How the Internet Saved My Life: An Anthology Project Is Born

I'm actually not here to tell you how the internet saved my life. I mean, it has saved my life, and it's even done it more than once. Wait, no. The internet didn't save my life, but the people I met here did or at least helped out, and it has been nothing short of a miraculous addition to an occasionally complicated life.

Over the last 11½ years since I began blogging in August 2003, my offline life has been peppered with cancer, addiction, and a breakdown, but it's also seen a creative career blossom, travel all over North America, and brilliant new friendships. My online life has been peppered with… Wait a second. My online life was part of all those stories, too.

And that's what I want to talk about.

Over my first seven years of blogging, I was completely anonymous, and I managed to keep my online and offline lives separate, or so I thought, aside from a handful of friends who also blogged. In 2010, though, I came out of the blogging closet — on a tv news segment that also revealed I was an alcoholic, no less (Surprise, mom and dad! I'm a drunk blogger!) — and the fairly strict line I had artificially drawn between my existence online and off proved to be actually pretty blurry if not mostly non-existent.

I realized that when I blogged my way through cancer, when I admitted to my alcoholism, and when I struggled to find my way after leaving an abusive workplace, I had had all kinds of people around to support me and carry me through to the other side of some pretty long nights. Sometimes those people were flesh and blood, standing in the same room as me, but sometimes those people came to me through email, video chats, and social media, and they were in the same room as me in their own virtual way.

Welcoming the internet and its myriad citizens into my life hasn't all been some kind of utopian, singing-kumbaya-in-a-round love-in — there are some seriously wounded turds out there who derive a sense of control out of making other people unhappy — but it's definitely been a trip worth sharing for me, and I know a lot of you out there are nodding along.

And that's where you come in.

See that there? That picture just below this sentence?

SUSAN GOLDBERG AND I ARE LAUNCHING AN ANTHOLOGY PROJECT RIGHT HERE AND NOW — AND ALSO OVER HERE ON HER BLOG — AND IT'S CALLED:

 

How the Internet Save My Life
(when it didn't nearly kill me)

Bloggers reflect on the maddening, essential, frivolous,
life-affirming and soul-crushing complexities of life online.

That crazy little thing called the Internet: love it or hate it — and most of us do both, depending on the minute — its technologies are by now deeply woven into the fabric of our lives. Especially for bloggers, there is no clear separation between “life online” and “IRL”: increasingly, we inhabit both spaces fully, negotiating our identities, careers, friendships, politics, triumphs, heartbreaks, artistic pursuits, family, and social lives in both digital and analog form.

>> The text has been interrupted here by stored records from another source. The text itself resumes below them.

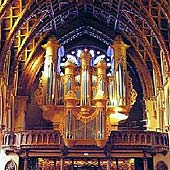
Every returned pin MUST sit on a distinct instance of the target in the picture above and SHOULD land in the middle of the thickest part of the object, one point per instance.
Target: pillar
(26, 162)
(145, 164)
(117, 164)
(62, 163)
(108, 164)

What are the rewards of our online engagement? What are the costs? And how do we tell the difference? We are looking to both new and established bloggers to take on these questions and contribute to this anthology of full-length, creative nonfiction essays, drawing on their own stories about and experiences of the ways in which the boundaries blur between life on and off-line.

 

Over the last few months, Susan and I have been talking and researching and working over documents and emailing writers, and, finally, here we are. 

We already have an informal lineup of bloggers that we've gathered together who will contribute their stories to this anthology, and now we're looking to round out the project with additional contributors.

Remember when I said that this is where you come in? This is where you come in, because we are putting out a general call for submissions. We want your stories, be they about romance, mental health, creativity, family, addiction, identity, money, or politics. Your stories can be happy, sad, or bittersweet. The only thing we ask is that they be true and that they not be previously published. 

Do you have it in you to write 1500 to 4000 stellar words about your life with the internet? Get on it! You just might see yourself in print.